Why I should feel this way is an interesting question, at least if you’re me, and self-obsessed, both of which I am. It’s certainly not because I’m particularly well-travelled: I’ve never lived outside the south of England, and when I went inter-railing as a teenager, I lasted a week, thanks to a combination of heat exhaustion and diarrhoea that made it a serious candidate for the worst week of my life. Nor do I speak any language but English: these days I could pootle quite happily around Europe on trains almost indefinitely, but I can’t actually talk to anyone.

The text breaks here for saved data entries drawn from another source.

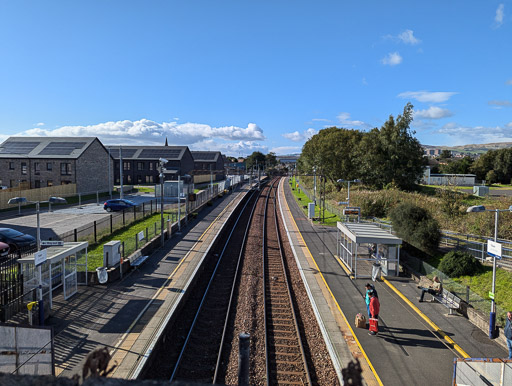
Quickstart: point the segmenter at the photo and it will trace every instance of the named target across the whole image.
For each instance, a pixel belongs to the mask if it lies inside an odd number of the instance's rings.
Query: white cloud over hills
[[[303,131],[302,133],[299,131],[294,131],[292,133],[284,133],[283,137],[285,137],[286,139],[289,139],[290,141],[293,141],[293,142],[301,142],[301,141],[307,141],[316,133],[318,133],[317,130],[310,128],[310,129]]]
[[[398,94],[398,97],[403,99],[416,99],[419,102],[425,103],[442,103],[446,102],[455,94],[457,93],[451,91],[406,91]]]
[[[496,127],[467,127],[455,122],[450,122],[443,125],[437,132],[451,137],[455,145],[512,142],[512,122]]]
[[[402,57],[398,52],[391,52],[381,59],[381,63],[385,66],[396,66],[402,63]]]
[[[415,110],[414,118],[423,118],[423,119],[441,119],[446,117],[451,117],[453,112],[448,109],[443,109],[437,106],[430,106],[426,110]]]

If I’m brutally honest with myself, perhaps it just reflects a certain idea I have of myself and the world around me. I’m the sort of smug North London wanker who thinks “metropolitan elitist” is a compliment. (I almost wrote “I’m not proud of this”, but the truth is I am proud of this, and that’s half the problem.) European unity just fits in with the cosmopolitan person I tell myself I am.

More than that, as a nerdy kid I was raised on a diet of science fiction with world governments: maybe on some level I see the EU as a helpful step on the road to the United Federation of Planets. For whatever reason, though, I don’t just want us to stay in the EU because of some cost-benefit analysis. I find the whole thing emotional, too.

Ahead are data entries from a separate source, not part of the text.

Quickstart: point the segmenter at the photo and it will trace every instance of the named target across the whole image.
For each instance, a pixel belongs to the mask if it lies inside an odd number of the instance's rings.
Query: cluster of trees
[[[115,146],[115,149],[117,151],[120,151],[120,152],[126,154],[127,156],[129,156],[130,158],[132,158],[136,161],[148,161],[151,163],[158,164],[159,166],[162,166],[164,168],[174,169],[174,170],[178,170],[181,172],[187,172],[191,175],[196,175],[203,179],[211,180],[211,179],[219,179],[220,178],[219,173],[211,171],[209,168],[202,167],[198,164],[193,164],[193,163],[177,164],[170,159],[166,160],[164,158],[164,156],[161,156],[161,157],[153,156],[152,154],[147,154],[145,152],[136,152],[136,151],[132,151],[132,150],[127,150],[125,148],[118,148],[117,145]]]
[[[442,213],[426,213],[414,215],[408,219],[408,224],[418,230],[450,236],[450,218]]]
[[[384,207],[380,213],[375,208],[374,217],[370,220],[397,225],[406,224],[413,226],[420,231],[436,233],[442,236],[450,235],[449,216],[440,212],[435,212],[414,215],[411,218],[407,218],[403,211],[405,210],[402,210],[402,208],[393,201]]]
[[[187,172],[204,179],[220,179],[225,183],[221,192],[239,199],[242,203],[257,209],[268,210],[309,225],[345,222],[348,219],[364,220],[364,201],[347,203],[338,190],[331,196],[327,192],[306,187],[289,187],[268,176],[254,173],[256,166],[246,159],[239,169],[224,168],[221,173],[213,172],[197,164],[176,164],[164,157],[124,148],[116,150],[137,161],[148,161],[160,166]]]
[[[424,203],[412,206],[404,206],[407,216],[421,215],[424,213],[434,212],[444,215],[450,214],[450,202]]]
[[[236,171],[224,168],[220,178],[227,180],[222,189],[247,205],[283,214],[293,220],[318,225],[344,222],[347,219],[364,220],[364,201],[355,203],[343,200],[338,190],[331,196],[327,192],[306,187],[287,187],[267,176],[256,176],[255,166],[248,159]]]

This isn’t how anyone is supposed to feel about this referendum, I know. I’m meant to be worrying about the economy, or sterling, or Britain’s global influence, or David Cameron’s career. We’re meant to want to stay in because, while the EU is a bit rubbish, we think it’s a damn sight better than the alternative package of recession, trade barriers, political impotence and Boris. 

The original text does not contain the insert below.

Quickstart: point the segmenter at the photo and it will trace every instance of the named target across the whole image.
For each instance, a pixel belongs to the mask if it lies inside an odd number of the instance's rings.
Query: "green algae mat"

The Remain side seems petrified of saying that Britain is European, and should behave as such, presumably on the grounds that saying any such thing might turn off swing voters. That assumption may very well be correct.

Some Leave campaigners accept that there is such a thing as European identity, but argue it shouldn’t be bound up with institutional architecture. Of course what happens in France would matter more to me than what happens in Mongolia, because Calais is closer to my house than Birmingham is. Geography and history mean we are European, regardless of whether we’re represented in the European parliament.

I disagree. During the Scottish referendum, some unionists argued that Britain was a matter of more than geography – that political links mattered too. I feel the same about Europe. If we leave the EU, I will feel like I am losing something.

There is a tendency in British politics to talk of Brussels as if it’s other people, wicked foreigners, trying to impose their views on us. But if that’s true of Britain, it’s true of the other 27 countries too, most of which are far smaller and less powerful than we are.

The European Union is often messy, and almost always unlovable. But I can’t help but think that, if we could see Brussels as an extension of us, rather than an outpost of ‘them’, we’d be having a less depressing debate right now.